Fork me on GitHub
#datomic
<
2017-08-15
>
kennethkalmer09:08:57

I’m curious how folks are dealing with slow queries, more specifically slow queries that eagerly load a ton of results for further processing. I’ve done as much as I can to speed up queries (liberally adding indexes, isolating huge swaths of data in separate partitions to help the peer load less segments), and now I’m starting to hit limits due to the size of data…

kennethkalmer09:08:02

My next experiment is to try and simplify the queries to only give me a starting point, and then try various combinations of core.async and transducers to walk the graph and see if that speeds things up

kennethkalmer09:08:23

Just curious if anyone else has gone down this path and has any advice to offer

val_waeselynck09:08:11

I've had the same problem, my approach has been to offload the work to ElasticSearch. I think Datomic is just not well suited for low-latency analytical queries that span a lot of data; fortunately, thanks to the txReportQueue and the Log API, it's very well suited to be a source for derived data systems.

val_waeselynck09:08:59

Also note that the current Datalog engine is not completely immune to the N+1 problem; I've observed that running a Datalog query which only needs one index access is still 100x slower than using the raw index API - as if there was some startup time associated with the Datalog engine

val_waeselynck09:08:07

Of course I encourage you to profile and draw your own conclusions

kennethkalmer09:08:40

thanks, these very useful insights! I’m already working off derived data (source data is also in datomic but in different partitions), but there are just some conditions that datalog seems to fall flat under

kennethkalmer09:08:18

I’m also trying to keep the stack very flat and simple, it is not a huge app, just a lot of varied data (but not “big data” either)

robert-stuttaford09:08:05

you should use Datalog when you need to model joins. if you know you’ll only be using one index, you can almost certainly do it faster with d/datoms, because Datalog will always produce two result sets one for the clause, and one for the find expressions. reductions over d/datoms produce only one.

kennethkalmer10:08:35

Thanks Rob, I’ll have a look.
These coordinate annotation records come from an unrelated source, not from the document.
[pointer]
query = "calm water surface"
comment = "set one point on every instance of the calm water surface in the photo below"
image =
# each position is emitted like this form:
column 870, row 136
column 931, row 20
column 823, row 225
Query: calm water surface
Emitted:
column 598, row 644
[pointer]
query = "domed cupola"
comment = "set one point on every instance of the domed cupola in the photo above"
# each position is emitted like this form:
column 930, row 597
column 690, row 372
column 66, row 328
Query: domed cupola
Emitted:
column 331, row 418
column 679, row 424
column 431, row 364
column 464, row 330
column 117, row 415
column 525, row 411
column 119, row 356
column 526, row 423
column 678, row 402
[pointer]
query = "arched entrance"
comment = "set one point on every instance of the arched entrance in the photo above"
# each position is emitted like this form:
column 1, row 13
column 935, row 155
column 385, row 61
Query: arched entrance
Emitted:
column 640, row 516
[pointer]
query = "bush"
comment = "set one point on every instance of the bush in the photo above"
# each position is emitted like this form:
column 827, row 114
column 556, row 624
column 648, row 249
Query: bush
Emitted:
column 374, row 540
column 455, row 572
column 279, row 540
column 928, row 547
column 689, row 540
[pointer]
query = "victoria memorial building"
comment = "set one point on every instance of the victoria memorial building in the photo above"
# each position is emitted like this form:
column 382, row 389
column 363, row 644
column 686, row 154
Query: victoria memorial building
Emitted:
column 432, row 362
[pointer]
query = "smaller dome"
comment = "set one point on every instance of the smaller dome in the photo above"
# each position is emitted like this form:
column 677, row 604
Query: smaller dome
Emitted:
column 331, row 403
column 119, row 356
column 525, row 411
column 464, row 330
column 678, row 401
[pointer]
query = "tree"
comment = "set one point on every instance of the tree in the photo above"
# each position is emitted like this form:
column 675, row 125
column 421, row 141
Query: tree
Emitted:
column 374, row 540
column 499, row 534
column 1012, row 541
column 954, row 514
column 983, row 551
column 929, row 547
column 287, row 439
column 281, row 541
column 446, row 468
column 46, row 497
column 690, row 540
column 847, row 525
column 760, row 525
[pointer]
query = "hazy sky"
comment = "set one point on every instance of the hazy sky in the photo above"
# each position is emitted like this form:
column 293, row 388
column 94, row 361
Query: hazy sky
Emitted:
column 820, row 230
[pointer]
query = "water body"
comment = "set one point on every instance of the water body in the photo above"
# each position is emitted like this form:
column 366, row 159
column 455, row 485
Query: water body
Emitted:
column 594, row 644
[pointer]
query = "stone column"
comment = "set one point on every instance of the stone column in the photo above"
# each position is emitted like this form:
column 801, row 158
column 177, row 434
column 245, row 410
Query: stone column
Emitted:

I’m really sure I can do it with one index, if not, it won’t be a big jump to restructure the derivatives to make this possible

kennethkalmer10:08:11

ZOMG Rob! You just opened my eyes to something amazing

ibarrick13:08:43

Is there a way to add :db/doc to a transaction using the client API?

favila13:08:21

{:db/id "datomic.tx" :db/doc "my doc"}

ibarrick13:08:15

Could you point me to a place I can go to understand that?

favila13:08:08

>the temporary id "datomic.tx" always identifies the current transaction

ibarrick13:08:25

Perfect, that's exactly what I needed. Thank you!

ibarrick20:08:03

I'm getting: The following forms do not name predicates or fns: (tx-ids) Am I not able to use the helper functions for the Log API from Client API?